Abstract

Homobimetallic metallophilic interactions between copper, silver, and gold-based [(NHC)MX]-type complexes (NHC=N-heterocyclic carbene, i.e, 1,3,4-trimethyl-4,5-dihydro-1H-1,2,4-triazol-5-ylidene; X=F, Cl, Br, I) were investigated by means of ab initio interaction energies, Ziegler-Rauk-type energy-decomposition analysis, the natural orbital for chemical valence (NOCV) framework, and the noncovalent interaction (NCI) index. It was found that the dimers of these complexes predominantly adopt a head-to-tail arrangement with typical MM distance of 3.04-3.64 angstrom, in good agreement with the experimental X-ray structure determined for [{(NHC)AuCl}(2)], which has an AuAu distance of 3.33 angstrom. The interaction energies between silver- and gold-based monomers are calculated to be about -25kcalmol(-1), whereas that for the Cu congener is significantly lower (-19.7kcalmol(-1)).

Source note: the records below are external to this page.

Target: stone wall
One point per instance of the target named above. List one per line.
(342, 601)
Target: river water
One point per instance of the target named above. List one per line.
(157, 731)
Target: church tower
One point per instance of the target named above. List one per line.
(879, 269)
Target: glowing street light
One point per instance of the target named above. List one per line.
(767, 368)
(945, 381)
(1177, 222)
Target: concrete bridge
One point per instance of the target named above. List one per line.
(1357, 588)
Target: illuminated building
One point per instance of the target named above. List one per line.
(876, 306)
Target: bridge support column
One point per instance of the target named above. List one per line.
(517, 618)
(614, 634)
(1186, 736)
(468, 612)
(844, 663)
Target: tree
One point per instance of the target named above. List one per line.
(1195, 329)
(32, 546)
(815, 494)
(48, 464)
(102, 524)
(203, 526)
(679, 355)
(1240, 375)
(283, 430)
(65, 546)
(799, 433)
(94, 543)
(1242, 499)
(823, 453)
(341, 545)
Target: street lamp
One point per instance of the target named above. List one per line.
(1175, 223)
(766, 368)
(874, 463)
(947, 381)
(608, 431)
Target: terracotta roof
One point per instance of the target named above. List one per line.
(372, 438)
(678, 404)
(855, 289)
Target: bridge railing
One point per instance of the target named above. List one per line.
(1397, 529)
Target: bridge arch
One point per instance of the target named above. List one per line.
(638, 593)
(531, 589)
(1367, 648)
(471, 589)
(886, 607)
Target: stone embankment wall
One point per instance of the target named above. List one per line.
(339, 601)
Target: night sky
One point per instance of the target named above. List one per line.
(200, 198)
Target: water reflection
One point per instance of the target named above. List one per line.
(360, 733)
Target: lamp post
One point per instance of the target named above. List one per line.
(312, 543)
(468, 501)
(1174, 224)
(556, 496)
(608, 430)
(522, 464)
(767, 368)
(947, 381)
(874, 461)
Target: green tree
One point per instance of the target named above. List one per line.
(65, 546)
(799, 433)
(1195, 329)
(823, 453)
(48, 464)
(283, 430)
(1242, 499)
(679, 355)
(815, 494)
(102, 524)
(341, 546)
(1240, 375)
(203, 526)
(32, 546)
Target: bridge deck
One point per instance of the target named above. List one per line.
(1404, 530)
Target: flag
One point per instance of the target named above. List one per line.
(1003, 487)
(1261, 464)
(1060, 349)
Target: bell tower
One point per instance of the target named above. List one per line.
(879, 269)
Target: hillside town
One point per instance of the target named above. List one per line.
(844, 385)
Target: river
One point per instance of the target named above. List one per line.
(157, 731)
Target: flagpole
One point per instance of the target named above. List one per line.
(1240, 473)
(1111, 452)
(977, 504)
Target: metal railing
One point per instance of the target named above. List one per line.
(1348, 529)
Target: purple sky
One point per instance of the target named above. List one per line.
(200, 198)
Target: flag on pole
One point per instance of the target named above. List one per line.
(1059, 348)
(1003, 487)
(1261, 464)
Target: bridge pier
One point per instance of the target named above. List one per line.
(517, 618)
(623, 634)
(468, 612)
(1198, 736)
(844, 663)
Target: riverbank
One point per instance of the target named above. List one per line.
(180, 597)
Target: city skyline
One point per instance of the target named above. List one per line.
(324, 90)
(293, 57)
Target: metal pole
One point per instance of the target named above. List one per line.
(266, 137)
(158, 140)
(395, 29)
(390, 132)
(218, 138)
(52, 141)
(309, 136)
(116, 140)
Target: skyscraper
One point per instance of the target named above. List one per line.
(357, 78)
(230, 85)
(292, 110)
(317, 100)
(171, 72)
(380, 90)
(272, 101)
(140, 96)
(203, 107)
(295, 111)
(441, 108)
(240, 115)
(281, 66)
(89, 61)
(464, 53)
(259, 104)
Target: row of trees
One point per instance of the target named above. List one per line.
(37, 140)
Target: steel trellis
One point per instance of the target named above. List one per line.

With the inclusion of thermal and solvent contributions, both of which are destabilizing, by about 15 and 8kcalmol(-1), respectively, an equilibrium process is predicted for the formation of dimer complexes. Energy-decomposition analysis revealed a dominant electrostatic contribution to the interaction energy, besides significantly stabilizing dispersion and orbital interactions. This electrostatic contribution is rationalized by NHC((+))halogen((-)) interactions between monomers, as demonstrated by electrostatic potentials and derived charges. The dominant NOCV orbital indicates weakening of the backdonation in the monomers on dimer formation, whereas the second most dominant NOCV represents an electron-density deformation according to the formation of a very weak MM bond. One of the characteristic signals found in the reduced density gradient versus electron density diagram corresponds to the noncovalent interactions between the metal centers of the monomers in the NCI plots, which is the manifestation of metallophilic interaction.